Beim BVB tauchen die Führungsspieler ab, das Mindestziel ist in Gefahr. Die Bayern sollten erkennen: David Alaba ist kein Sechser. Und gibt es eigentlich noch eine Rettung für Mainz und Schalke?

Dortmunds Anführer bleiben auf Tauchstation

Es war fast schon bemitleidenswert, wie die Dortmunder Bank ihren Spieler Julian Brandt bei wirklich jeder einzelnen Situation lautstark anfeuerte, der sich der Nationalspieler auch nur näherte – und Brandt die in ihn gesteckten Hoffnungen fast immer enttäuschte. Brandt genießt offenbar ein Privileg, das anderen Spielern in einer veritablen Formkrise nicht zuteil wird.

Jadon Sancho hängt ja schon seit Monaten durch, Thomas Meunier sucht immer noch Anschluss ans Dortmunder Spiel und oft genug auch an die Kollegen auf dem Platz. Und dann ist da noch einer, der derzeit über den Platz schlendert wie eine schlechte Kopie seiner selbst: Axel Witsel hat der BVB einst als sogenannten Mentalitätsspieler eingekauft. Einer, der den Mitspielern Feuer gibt, wenn sie sich nicht einbringen wollen und dem Gegner in der einen oder anderen Sequenz auch mal das Fürchten lehrt mit einer saftigen Grätsche. Seit einigen Wochen aber ist Witsel lammfromm, wie ein Schatten, unauffällig und willenlos. Und damit leider ein perfektes Symbol für den schleichenden Absturz der ganzen Mannschaft.

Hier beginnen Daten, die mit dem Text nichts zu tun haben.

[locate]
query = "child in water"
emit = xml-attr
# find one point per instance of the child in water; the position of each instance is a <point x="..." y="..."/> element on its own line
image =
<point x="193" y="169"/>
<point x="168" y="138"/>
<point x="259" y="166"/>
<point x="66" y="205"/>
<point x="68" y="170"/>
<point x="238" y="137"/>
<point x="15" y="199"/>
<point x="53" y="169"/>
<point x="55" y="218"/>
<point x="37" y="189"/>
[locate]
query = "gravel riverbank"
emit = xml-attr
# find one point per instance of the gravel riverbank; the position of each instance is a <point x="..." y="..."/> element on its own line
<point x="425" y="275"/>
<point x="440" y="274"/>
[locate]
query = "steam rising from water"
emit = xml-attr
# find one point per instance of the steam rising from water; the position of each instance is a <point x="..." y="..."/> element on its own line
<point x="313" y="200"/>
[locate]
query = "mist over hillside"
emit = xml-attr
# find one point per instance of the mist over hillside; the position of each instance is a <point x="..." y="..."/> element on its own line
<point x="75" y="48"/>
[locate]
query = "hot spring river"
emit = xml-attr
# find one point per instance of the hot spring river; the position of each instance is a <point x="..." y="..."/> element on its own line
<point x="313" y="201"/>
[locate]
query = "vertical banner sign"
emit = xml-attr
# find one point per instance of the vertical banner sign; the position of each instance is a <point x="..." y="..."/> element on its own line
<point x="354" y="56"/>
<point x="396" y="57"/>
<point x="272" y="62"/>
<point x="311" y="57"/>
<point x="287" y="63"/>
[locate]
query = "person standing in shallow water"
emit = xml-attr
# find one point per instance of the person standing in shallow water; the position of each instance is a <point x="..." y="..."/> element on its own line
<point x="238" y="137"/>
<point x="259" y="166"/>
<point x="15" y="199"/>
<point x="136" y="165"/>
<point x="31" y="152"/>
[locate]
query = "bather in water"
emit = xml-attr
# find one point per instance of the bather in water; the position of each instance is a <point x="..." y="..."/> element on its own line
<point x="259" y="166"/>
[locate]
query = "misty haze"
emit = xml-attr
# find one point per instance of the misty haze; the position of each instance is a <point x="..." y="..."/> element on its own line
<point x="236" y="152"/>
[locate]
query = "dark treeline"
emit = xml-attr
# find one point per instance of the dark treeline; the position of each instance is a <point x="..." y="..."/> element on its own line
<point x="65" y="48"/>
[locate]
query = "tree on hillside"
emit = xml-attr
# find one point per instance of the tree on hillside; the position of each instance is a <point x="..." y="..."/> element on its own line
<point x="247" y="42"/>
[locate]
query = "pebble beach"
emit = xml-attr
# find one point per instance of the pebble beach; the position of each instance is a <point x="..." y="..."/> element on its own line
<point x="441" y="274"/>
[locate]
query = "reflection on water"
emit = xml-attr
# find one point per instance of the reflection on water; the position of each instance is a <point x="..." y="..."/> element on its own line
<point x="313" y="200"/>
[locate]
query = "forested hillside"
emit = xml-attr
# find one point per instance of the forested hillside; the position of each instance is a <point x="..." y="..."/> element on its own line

In einer Zeit, in der die Mannschaft Halt bräuchte und Kapitän Marco Reus sichtlich überfordert ist, wäre es an Spielern wie Witsel, gegenzusteuern. Aber der Belgier geht nicht voran, sondern mit unter. Und deshalb ist das Saisonziel Meisterschaft jetzt schon kaum mehr zu erreichen, im Gegenteil: Der BVB muss sich schnell straffen, wenn die Minimalanforderung geschafft werden soll: Das Erreichen von Platz vier.